Wedding Story in the San Francisco Sunday Examiner Magazine, 11 August 1901

Romantic Story of Yosemite Where Artist and Singer Met, Wooed and Married All in Two Months

Here is a bride with a bridal veil worth having–the most wonderful and original veil that ever bride uttered marriage vows beneath. The bride is Mrs. Harry C. Best. Her veil was a marvelous specimen of nature’s handiwork–nothing less than the world-renowned Bridal Veil of Yosemite Valley. Under the spray of these falls the young woman, then Miss Annie Rippey, became the wife of Harry C. Best.

The story is a romantic one . . . Miss Rippey came from Los Angeles to the Yosemite to take charge of Lippincott’s studio. It was her plan to return home near the close of the season, about the first of September; but Cupid sometimes plays gay havoc with human plans. He has certainly sent Miss Rippey’s a-glimmering, for he transformed her journey into a honeymoon to be spent in the grandest of environments, Yosemite.

Miss Rippey had been at her new post but a few days when her future husband appeared upon the scene . . . Mr. Best is an artist by profession and a Director of the Press Club of this city . . .The Lippencott studio was a congenial place for the artist to visit, particularly during those hours of the day when Yosemite visitors were out on the trails and the girl in charge of the studio had time to listen when the artist talked and the inclination to talk when the artist listened.

There were so many topics of mutual interest to discuss, too. Miss Rippey appreciated art. She was musical. So was Mr. Best. She was, moreover, a member of a Los Angeles church choir. It was quite natural that they should drop into the habit of going to the little Yosemite chapel on Sundays, for practice’s sake in singing.

The meeting occurred in the latter part of May. June–“what so rare as a day in June” in Yosemite Valley? –slipped by as though the days were winged. July was twenty-seven days old when the wedding was announced to take place the next day under circumstances unique in the extreme.

The bride and groom would plight their troth under the spray of Bridal Veil Falls.

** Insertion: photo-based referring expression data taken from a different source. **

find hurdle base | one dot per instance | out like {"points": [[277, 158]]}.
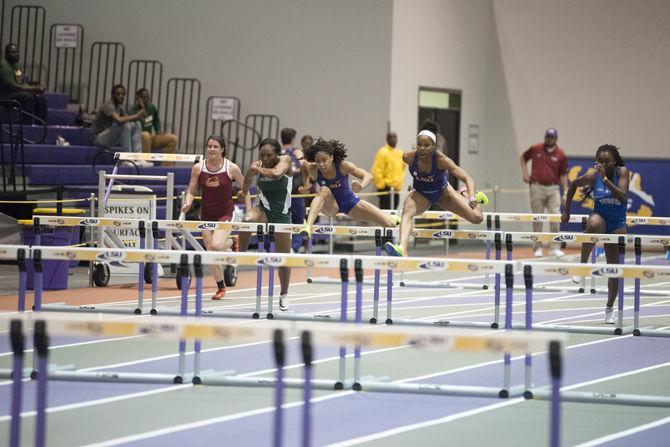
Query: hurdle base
{"points": [[305, 317], [477, 324], [326, 280], [429, 388], [575, 329], [651, 332], [639, 400], [117, 377], [92, 309], [264, 382], [207, 313], [433, 285]]}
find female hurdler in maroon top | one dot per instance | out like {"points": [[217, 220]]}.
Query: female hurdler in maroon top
{"points": [[214, 177]]}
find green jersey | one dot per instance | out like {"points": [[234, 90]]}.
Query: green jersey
{"points": [[275, 198]]}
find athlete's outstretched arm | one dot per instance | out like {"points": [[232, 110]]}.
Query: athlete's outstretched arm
{"points": [[192, 188], [446, 163], [363, 176], [583, 180], [236, 174], [282, 168]]}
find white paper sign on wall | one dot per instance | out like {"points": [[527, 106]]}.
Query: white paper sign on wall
{"points": [[66, 36]]}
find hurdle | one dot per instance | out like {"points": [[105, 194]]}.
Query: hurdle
{"points": [[184, 258], [105, 225], [310, 334], [619, 271]]}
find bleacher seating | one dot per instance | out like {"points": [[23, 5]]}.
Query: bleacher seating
{"points": [[49, 164]]}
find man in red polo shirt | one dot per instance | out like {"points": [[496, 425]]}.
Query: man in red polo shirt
{"points": [[549, 169]]}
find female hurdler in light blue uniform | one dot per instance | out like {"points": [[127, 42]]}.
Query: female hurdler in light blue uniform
{"points": [[429, 169], [326, 164], [607, 186]]}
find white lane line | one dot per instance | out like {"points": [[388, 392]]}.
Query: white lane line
{"points": [[69, 345], [328, 396], [624, 433], [106, 400], [453, 417]]}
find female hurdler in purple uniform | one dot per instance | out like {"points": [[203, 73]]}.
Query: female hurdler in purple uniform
{"points": [[325, 163], [429, 168]]}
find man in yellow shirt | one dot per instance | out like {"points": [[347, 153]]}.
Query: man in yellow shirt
{"points": [[388, 171]]}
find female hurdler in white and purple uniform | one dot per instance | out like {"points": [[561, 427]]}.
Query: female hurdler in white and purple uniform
{"points": [[429, 168]]}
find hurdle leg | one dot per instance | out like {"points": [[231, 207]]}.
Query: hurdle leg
{"points": [[593, 278], [279, 350], [509, 302], [18, 345], [528, 361], [41, 345], [21, 262], [183, 272], [109, 186], [358, 270], [39, 279], [307, 390], [37, 307], [375, 297], [197, 267], [487, 246], [636, 303], [344, 276], [622, 260], [309, 252], [271, 282], [259, 272], [496, 286], [154, 270], [140, 281], [555, 417], [389, 296]]}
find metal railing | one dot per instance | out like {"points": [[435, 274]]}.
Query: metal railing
{"points": [[242, 142], [219, 110], [105, 70], [10, 119], [266, 125], [26, 30], [144, 74], [66, 51], [2, 24], [182, 112]]}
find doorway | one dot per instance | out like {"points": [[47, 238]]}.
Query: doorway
{"points": [[444, 107]]}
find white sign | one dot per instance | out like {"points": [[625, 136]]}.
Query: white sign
{"points": [[66, 36], [130, 206], [473, 139], [223, 109]]}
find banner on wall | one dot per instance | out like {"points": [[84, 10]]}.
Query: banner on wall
{"points": [[647, 191]]}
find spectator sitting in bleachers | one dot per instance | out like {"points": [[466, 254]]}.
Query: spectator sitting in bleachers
{"points": [[113, 127], [167, 141], [15, 85]]}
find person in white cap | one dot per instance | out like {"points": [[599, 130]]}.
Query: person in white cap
{"points": [[549, 169], [429, 169]]}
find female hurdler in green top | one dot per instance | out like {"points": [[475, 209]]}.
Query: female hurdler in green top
{"points": [[274, 179]]}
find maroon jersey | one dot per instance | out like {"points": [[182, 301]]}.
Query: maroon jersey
{"points": [[217, 193]]}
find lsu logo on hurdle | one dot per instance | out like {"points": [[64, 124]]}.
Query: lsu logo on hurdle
{"points": [[565, 238], [111, 256], [434, 265], [274, 261], [208, 226], [607, 272]]}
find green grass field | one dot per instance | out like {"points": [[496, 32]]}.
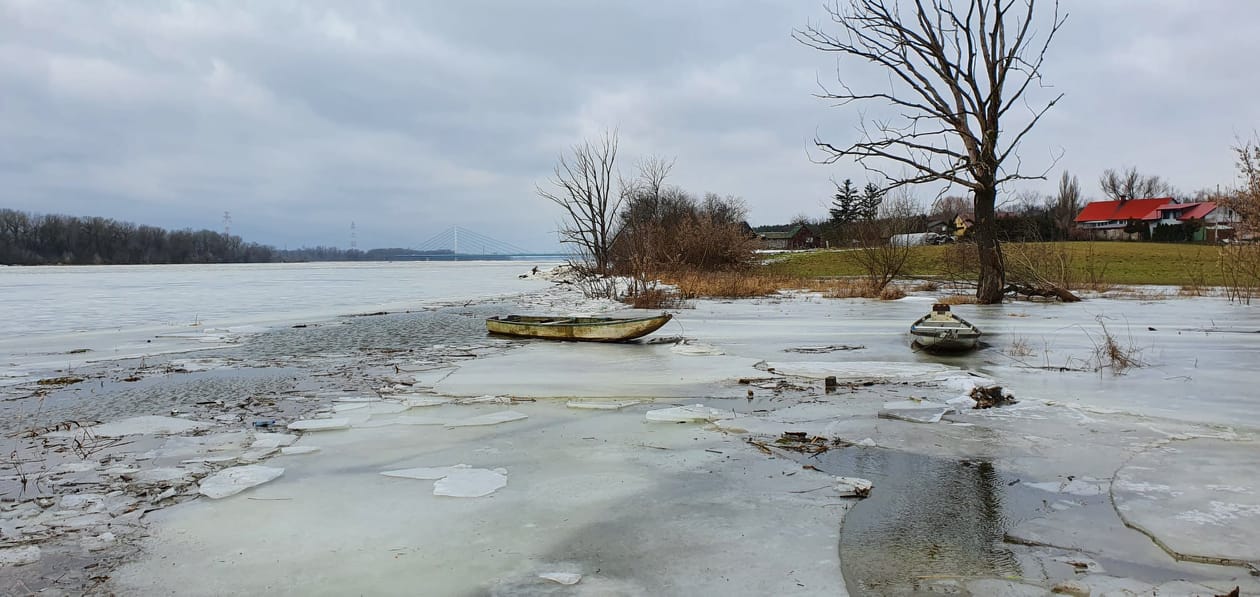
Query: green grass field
{"points": [[1104, 262]]}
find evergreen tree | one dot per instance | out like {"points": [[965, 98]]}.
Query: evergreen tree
{"points": [[868, 205], [847, 205]]}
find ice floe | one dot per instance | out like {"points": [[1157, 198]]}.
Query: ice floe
{"points": [[601, 404], [561, 577], [231, 481], [272, 441], [915, 411], [320, 425], [135, 426], [22, 556], [693, 413], [299, 450], [492, 418], [853, 486], [458, 480], [858, 369], [696, 349]]}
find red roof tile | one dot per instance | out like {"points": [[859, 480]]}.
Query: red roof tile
{"points": [[1123, 210], [1192, 210]]}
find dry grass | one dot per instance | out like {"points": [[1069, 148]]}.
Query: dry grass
{"points": [[654, 299], [1019, 348], [958, 300], [725, 285], [891, 292], [1115, 354]]}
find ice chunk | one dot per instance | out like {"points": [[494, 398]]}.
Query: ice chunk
{"points": [[98, 542], [1074, 486], [425, 402], [299, 450], [153, 425], [406, 420], [696, 349], [485, 399], [859, 369], [853, 486], [349, 406], [82, 501], [493, 418], [561, 577], [357, 399], [274, 440], [458, 480], [69, 467], [231, 481], [915, 411], [426, 472], [161, 475], [693, 413], [600, 404], [19, 556], [470, 483], [320, 425]]}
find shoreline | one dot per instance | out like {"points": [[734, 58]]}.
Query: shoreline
{"points": [[783, 401]]}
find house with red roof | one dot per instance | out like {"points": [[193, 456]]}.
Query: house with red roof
{"points": [[1109, 219]]}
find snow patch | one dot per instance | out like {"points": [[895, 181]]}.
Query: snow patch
{"points": [[231, 481]]}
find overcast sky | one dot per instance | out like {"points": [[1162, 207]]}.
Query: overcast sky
{"points": [[410, 117]]}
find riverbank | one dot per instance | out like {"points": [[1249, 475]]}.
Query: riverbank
{"points": [[635, 505]]}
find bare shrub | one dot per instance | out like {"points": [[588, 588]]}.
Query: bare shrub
{"points": [[1113, 353], [1240, 270], [654, 297], [849, 289], [891, 292], [693, 284], [880, 253], [959, 263], [1040, 265], [1019, 348], [958, 300], [664, 228]]}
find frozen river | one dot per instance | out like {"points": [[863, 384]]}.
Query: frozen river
{"points": [[1004, 501]]}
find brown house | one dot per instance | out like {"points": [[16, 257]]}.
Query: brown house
{"points": [[793, 238]]}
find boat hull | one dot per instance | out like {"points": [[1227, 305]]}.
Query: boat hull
{"points": [[580, 329], [944, 340], [941, 330]]}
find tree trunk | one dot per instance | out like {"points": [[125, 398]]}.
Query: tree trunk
{"points": [[993, 271]]}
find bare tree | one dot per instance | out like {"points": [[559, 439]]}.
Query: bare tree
{"points": [[1132, 184], [585, 188], [1245, 200], [880, 255], [1067, 204], [955, 73]]}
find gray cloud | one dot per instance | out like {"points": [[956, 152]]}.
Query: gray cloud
{"points": [[411, 117]]}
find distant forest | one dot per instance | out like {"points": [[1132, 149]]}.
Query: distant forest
{"points": [[34, 239]]}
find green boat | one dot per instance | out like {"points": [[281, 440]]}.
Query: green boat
{"points": [[586, 329]]}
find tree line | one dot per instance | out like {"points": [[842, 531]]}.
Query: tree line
{"points": [[43, 239]]}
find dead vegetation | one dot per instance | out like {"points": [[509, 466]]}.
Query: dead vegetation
{"points": [[61, 380], [1019, 348], [1113, 353], [990, 397], [799, 442]]}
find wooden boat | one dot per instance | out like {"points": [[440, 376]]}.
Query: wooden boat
{"points": [[587, 329], [940, 330]]}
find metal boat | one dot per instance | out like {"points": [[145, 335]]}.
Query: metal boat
{"points": [[940, 330], [587, 329]]}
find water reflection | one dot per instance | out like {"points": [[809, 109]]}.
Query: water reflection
{"points": [[926, 518]]}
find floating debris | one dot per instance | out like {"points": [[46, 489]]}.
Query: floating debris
{"points": [[990, 396]]}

The news spread with the rapidity peculiar to such tidings. Here was a happening decidedly out of the ordinary–something not dreamt of in the tourists’ philosophy. There was to be nothing conventional about this midsummer
ceremony. Neither bride nor groom had any right to be exclusive in the matter, for whose is the authority that can prevent a person from viewing the falls at any hour he chooses? And who, sojourning within the vast walls of the valley when a wedding was to be solemnized at Bridal Veil Falls, would not choose to visit that locality at the hour and moment celebrated?

. . . a general invitation was extended to all who happened to be within conversational distance. Invitations went by word of mouth. Such formal accessories as cards and dress suits were voted entirely incongruous, for who, pray would think of such an emergency as a wedding in camp and come provided with the customary toggery worn on such occasions?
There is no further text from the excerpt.